Spark Pushdown Optimizations

Figure 1: Spark queries with pushdown optimization

Spark supports loading data from different sources (databases, CSV/parquet/ORC files etc). This involves copying the data from data sources into Spark typically over the network.
To optimize this data transfer, Spark has pushdown optimizations which reduce the amount of data to be transferred. We can see different pushdown optimizations below.

Projection pushdown:

If we are fetching many columns of the data, and later if we use only fewer number of columns, Spark will fetch only the used columns. This feature is also known as projection pruning.
We can see in the below example, we fetched all the columns from table city, we selected only name and population to be used later on. Spark optimizes this to fetch only the name and population columns.

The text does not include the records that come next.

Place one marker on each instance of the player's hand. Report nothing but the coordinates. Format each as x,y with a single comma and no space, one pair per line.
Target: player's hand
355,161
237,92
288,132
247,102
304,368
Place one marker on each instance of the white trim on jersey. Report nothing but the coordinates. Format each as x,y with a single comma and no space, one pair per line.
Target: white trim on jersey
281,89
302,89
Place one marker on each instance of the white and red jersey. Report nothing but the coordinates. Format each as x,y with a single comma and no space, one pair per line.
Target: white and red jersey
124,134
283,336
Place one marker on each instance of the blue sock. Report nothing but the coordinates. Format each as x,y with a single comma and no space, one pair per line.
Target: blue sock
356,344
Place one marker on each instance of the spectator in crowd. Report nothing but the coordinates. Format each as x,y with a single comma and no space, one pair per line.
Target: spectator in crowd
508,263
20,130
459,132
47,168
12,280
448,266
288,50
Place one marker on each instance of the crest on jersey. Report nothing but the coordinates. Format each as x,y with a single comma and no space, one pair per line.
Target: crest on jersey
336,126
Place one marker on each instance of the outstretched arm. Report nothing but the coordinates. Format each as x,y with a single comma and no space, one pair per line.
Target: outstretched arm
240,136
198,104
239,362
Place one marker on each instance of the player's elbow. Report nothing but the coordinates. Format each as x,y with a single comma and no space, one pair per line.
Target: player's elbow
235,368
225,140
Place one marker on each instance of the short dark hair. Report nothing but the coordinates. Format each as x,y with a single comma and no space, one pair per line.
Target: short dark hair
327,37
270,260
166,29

Dataset<Row> ds1 = session.sql("select * from h2.citydb.city");
ds1 = ds1.select("name", "population");
ds1.explain();

We can see in the optimized physical plan that ReadSchema has only name and population columns:

*(1) Scan org.apache.spark.sql.execution.datasources.v2.jdbc.JDBCScan$$anon$1@20a46227 [NAME#25,POPULATION#27L] PushedAggregates: [], PushedFilters: [], PushedGroupby: [], ReadSchema: struct<NAME:string,POPULATION:bigint>

Predicate pushdown:

Projection pushdown reduces the number of columns to be fetched. Predicate pushdown reduces the number of rows to be fetched from the underlying storage.
Predicate is a condition which is in the where/filter conditions. If we are reducing the number of records by using these conditions, Spark will pushdown this operation to underlying data storage if the data storage supports the operation.
In this example we are filtering the city records by using condition population >= 5000000.

Dataset<Row> ds2 = session.sql("select * from h2.citydb.city where population >= 5000000");
ds2.explain(true);

This condition can be seen in PushedFilters in the optimized physical plan:

*(1) Scan org.apache.spark.sql.execution.datasources.v2.jdbc.JDBCScan$$anon$1@5315210d [NAME#46,COUNTRY#47,POPULATION#48L] PushedAggregates: [], PushedFilters: [IsNotNull(POPULATION), GreaterThanOrEqual(POPULATION,5000000)], PushedGroupby: [], ReadSchema: struct<NAME:string,COUNTRY:string,POPULATION:bigint>

Aggregate and group by pushdown:

Spark will push down operations like group by and aggregations like MIN, MAX, SUM to the underlying storage whenever possible.
In the below example, we have a where condition, a group by operation and aggregation operations:

Dataset<Row> ds3 = session.sql("select country, MAX(population), " +
	"MIN(population) from h2.citydb.city where country in ('China', 'India') group by country");
ds3.explain(true);

The optimized physical plan shows the pushed operations:

Scan org.apache.spark.sql.execution.datasources.v2.jdbc.JDBCScan$$anon$1@779cb140 [COUNTRY#72,MAX(POPULATION)#82L,MIN(POPULATION)#83L] PushedAggregates: [MAX(POPULATION), MIN(POPULATION)], PushedFilters: [In(COUNTRY, [China,India])], PushedGroupby: [COUNTRY], ReadSchema: struct<COUNTRY:string,MAX(POPULATION):bigint,MIN(POPULATION):bigint>